Als Chassis hatte ich mir was recht kantiges/eckiges in normaler Bauform vorgestellt was der Größe eines Midi- Towers entspricht. Als Material kommt nur Alu und Kunststoff in Frage, weil das Gewicht so gering wie möglich bleiben soll. 

Die Farbwahl viel auf Perl Weiß, Schwarz, Rot. Ist ein schönes Farbschema das zurzeit aktuell ist. z.b Audi R8 usw. Als Kontrast habe ich Schwarz getöntes Plexiglas (10% Tönung) verwendt um den Look etwas zu betonen.

Bauteiltechnisch wollte ich alles einbauen nur eben ein bischen "Heat Flow" orientierter.
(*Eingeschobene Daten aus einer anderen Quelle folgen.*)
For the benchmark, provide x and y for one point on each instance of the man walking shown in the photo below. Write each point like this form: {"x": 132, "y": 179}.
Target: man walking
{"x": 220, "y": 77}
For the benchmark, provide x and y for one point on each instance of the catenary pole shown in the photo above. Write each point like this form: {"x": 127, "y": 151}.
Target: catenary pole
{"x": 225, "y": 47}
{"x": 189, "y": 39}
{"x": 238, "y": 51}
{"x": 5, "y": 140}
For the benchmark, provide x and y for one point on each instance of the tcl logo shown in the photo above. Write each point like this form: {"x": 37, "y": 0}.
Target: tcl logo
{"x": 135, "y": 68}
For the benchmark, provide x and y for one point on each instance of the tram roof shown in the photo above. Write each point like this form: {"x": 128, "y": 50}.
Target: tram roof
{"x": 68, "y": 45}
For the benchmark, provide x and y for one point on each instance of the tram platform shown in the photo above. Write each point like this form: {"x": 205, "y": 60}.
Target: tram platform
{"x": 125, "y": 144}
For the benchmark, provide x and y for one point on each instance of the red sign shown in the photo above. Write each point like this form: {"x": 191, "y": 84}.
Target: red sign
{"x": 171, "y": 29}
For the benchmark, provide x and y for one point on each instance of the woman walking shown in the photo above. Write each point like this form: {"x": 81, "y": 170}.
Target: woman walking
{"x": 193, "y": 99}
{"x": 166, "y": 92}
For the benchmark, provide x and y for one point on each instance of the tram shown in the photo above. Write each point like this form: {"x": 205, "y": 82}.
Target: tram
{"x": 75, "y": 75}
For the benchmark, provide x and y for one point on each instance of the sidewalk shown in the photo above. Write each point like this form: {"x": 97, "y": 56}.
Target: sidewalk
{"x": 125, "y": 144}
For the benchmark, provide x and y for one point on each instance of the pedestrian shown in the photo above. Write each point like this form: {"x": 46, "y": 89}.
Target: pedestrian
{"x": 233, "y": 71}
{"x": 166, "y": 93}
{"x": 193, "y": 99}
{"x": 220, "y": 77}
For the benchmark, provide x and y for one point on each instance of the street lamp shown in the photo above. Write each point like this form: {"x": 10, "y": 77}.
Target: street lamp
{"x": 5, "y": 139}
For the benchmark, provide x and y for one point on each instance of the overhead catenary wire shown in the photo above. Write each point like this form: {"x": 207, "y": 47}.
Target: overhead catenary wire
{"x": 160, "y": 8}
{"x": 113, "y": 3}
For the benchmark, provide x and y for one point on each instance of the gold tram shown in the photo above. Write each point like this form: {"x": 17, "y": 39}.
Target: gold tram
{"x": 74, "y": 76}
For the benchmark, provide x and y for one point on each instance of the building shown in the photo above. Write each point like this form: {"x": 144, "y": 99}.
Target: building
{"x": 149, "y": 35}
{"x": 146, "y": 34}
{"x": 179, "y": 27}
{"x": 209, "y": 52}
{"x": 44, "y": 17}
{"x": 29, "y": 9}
Deshalb ist das Mainboard auch Seitenverkehrt eingebaut mit den Grafikkarten nach oben. 

Um das ganze noch etwas abzurunden habe ich noch ein Wasserkühlung eingebaut die nicht für "Extreme Overclocking" Leistung ausgelegt ist aber das ganze flüsterleise machen soll.

WRX CSM 09



			Dieser Inhalt steht nur eingeloggten Mitgliedern zur Verfügung.
        





			Dieser Inhalt steht nur eingeloggten Mitgliedern zur Verfügung.
        





			Dieser Inhalt steht nur eingeloggten Mitgliedern zur Verfügung.
        





			Dieser Inhalt steht nur eingeloggten Mitgliedern zur Verfügung.
        





			Dieser Inhalt steht nur eingeloggten Mitgliedern zur Verfügung.
        





			Dieser Inhalt steht nur eingeloggten Mitgliedern zur Verfügung.
        



Zeichnung mit Maße als Anhang

Hat echt Spass gemacht  
*Gruß Shaddy*


----------



## Professor Frink (5. Dezember 2009)

*AW: Team Köln präsentiert -> Sketchup Contest -*

hi, cooles design, gefällt mir !
wo is denn der radi für die wasserkühlung ?


----------



## Scynd (5. Dezember 2009)

*AW: Team Köln präsentiert -> Sketchup Contest -*

@]Shaddy[

Wirklich schönes Design. Gefällt mir optisch echt gut 

Gruß Scynd


----------



## Elzoco (5. Dezember 2009)

*AW: Team Köln präsentiert -> Sketchup Contest -*

So Finalbilder


----------



## Professor Frink (6. Dezember 2009)

*AW: Team Köln präsentiert -> Sketchup Contest -*

wann wird eigentlich die entscheidung getroffen wer gewonnen hat ?


----------



## Andreas_andy (6. Dezember 2009)

*AW: Team Köln präsentiert -> Sketchup Contest -*

ach was ich noch vergessen hab zu sagen!
meine munitionskiste ist eine Echte Munitionskiste die ich ummodde!
Und sie war vor dem eingriff wasserdicht


----------



## thechoozen (6. Dezember 2009)

*AW: Team Köln präsentiert -> Sketchup Contest -*



> Gestaltet einfach mit einem 3D Programm eurer Wahl ein Modell von eurem
> „Traum“ Gehäuse und postet es bis zum 06.12.2009 in diesem Thread.


 
letzte Chance 



> wann wird eigentlich die entscheidung getroffen wer gewonnen hat ?


 
Denk mal das wir uns fairerweise erst morgen mit der Entscheidungsfindung beschäftigen werden. Werd heute vielleicht schonmal einen ersten Blick werfen, aber es sollen ja alle die gleichen Chancen haben. Die Entscheidung wird dann in den nächsten Tagen auch hier im Thread bekannt gegeben.


----------



## Scynd (7. Dezember 2009)

*AW: Team Köln präsentiert -> Sketchup Contest -*

So, um nochmal alle Klarheiten zum Luftzug meines Gehäuses zu beseitigen, habe ich noch ein Bild dazu eingefügt.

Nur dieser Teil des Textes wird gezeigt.